Il GGG – Il Grande Gigante Gentile

A Londra, in un grande orfanotrofio, vive Sophie. In una notte senza sogni e senza sonno, durante l’ora delle streghe, la ragazzina viene rapita da un gigante e portata nel Paese dei Giganti. Ma GGG, questo il suo nome, non è come tutti gli altri colossi, lui è gentile, dolce e soprattutto non si nutre di bambini. È vegetariano e predilige nutrirsi di cetrionzoli e bere sciroppo. Tra i due nasce una bella amicizia, un’intesa profonda e tenera.
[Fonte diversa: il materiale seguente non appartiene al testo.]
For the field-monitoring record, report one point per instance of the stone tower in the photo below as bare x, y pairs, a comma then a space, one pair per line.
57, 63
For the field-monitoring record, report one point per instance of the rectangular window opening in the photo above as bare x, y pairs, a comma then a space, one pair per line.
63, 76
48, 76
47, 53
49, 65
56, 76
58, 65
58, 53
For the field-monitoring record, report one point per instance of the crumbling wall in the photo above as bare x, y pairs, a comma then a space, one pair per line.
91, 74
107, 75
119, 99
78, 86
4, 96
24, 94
Insieme, dopo aver lasciato la caverna, raggiungono il Paese dei Sogni che è il luogo dove nascono i sogni che il gigante buono porta ai bambini di notte. GGG cattura i sogni con un retino apposito, li imbottiglia e poi li soffia dentro le camerette dei bambini addormentati. Le cose però si mettono male quando i due amici scoprono le intenzioni di alcuni giganti del villaggio. Crocchiaossa, San-Guinario e Inghiotticicciaviva, per soddisfare i loro palati, progettano una nuova caccia ai bambini che vivono nelle città e nelle campagne. Per scongiurare il pericolo, Sophie e GGG decidono di farsi aiutare nientemeno che dalla regina d’Inghilterra. Steven Spielberg, regista di numerose pellicole che meglio di altre hanno raccontato l’infanzia e i mondi fantastici che popolano l’immaginario di quest’età meravigliosa, da E.T a Hook, non poteva che approdare a un testo di Roald Dahl, un altro geniale creatore di universi immaginari legati a doppio filo ai temi dell’infanzia. Il film, presentato in anteprima a Cannes, ha avuto una gestazione lunga. Per la sua realizzazione è stato fatto ampio uso della performance capture, la tecnologia che permette di catturare i movimenti e le espressioni facciali degli attori. Il Grande Gigante Gentile è una favola dai risvolti ambientalisti, ma è anche, e soprattutto, un film natalizio che coniuga al meglio meraviglia visiva, storia affascinante e profondità dei personaggi messi in scena. Per tutti.